She has been an extra set of hands in my day to day life and has helped out so much! When Graham is sleeping she helps with stuff around the house, when he is awake she often spends time with him if there is something I need to work on. She loves our dog (she had two dogs in the Philippines) and will walk Titus and spoils him rotten. He is almost as excited to see her as the kids! Graham loves his morning walks and playground time with her and they get along wonderfully. Peyton is warming up to her and starting to ask to be around her more and more and also started giving her hugs goodbye but she hasn't stayed alone with Priscilla yet. Peyton always notices the things Priscilla does around the house and tells her thank you which makes me happy to see her treat others with respect.
The BEST part is by far the time that I have been able to have with Peyton.
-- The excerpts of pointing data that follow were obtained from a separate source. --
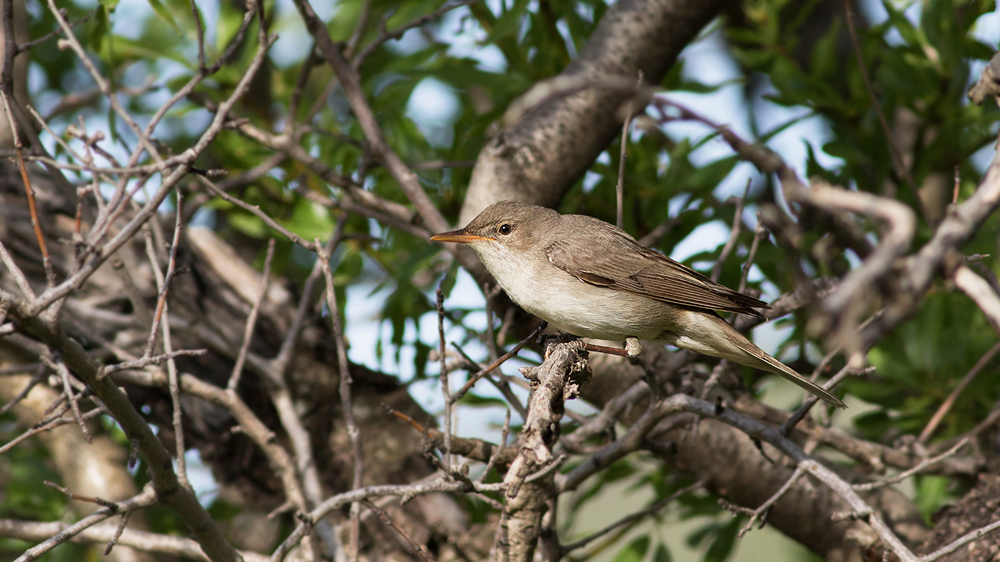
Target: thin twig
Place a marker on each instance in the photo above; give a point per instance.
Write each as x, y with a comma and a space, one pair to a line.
484, 371
631, 518
50, 275
445, 387
345, 386
906, 474
384, 517
950, 401
897, 155
234, 378
734, 234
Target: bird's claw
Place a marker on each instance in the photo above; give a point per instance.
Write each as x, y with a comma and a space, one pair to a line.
632, 347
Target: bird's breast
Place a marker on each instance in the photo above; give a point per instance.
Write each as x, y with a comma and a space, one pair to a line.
576, 307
We have been able to go have coffee and read books together, go swimming, go to the beach, play games and just have quality time with each other. I am so THANKFUL for that time with Peyton and it has made such a difference in her demeanor. Also, knowing that the day to day stuff is done or at least being done or will get done between the two of us is a huge weight off my shoulders and just allows me to be in the moment and treasuring the time with the kids. And I am enjoying the morning coffees with friends where I don't have Graham with me and can be intentional and focused on conversations and building relationships!
We are so thankful for Priscilla and try to let her know as much as possible what a blessing she is to our family. We continue to pray that it works out and she stays with us as long as possible! I am beyond thankful and incredibly humbled that we are in a country/situation that allows us to afford to have help like this and am soaking up the precious time with my kids and trying to keep the guilt at bay.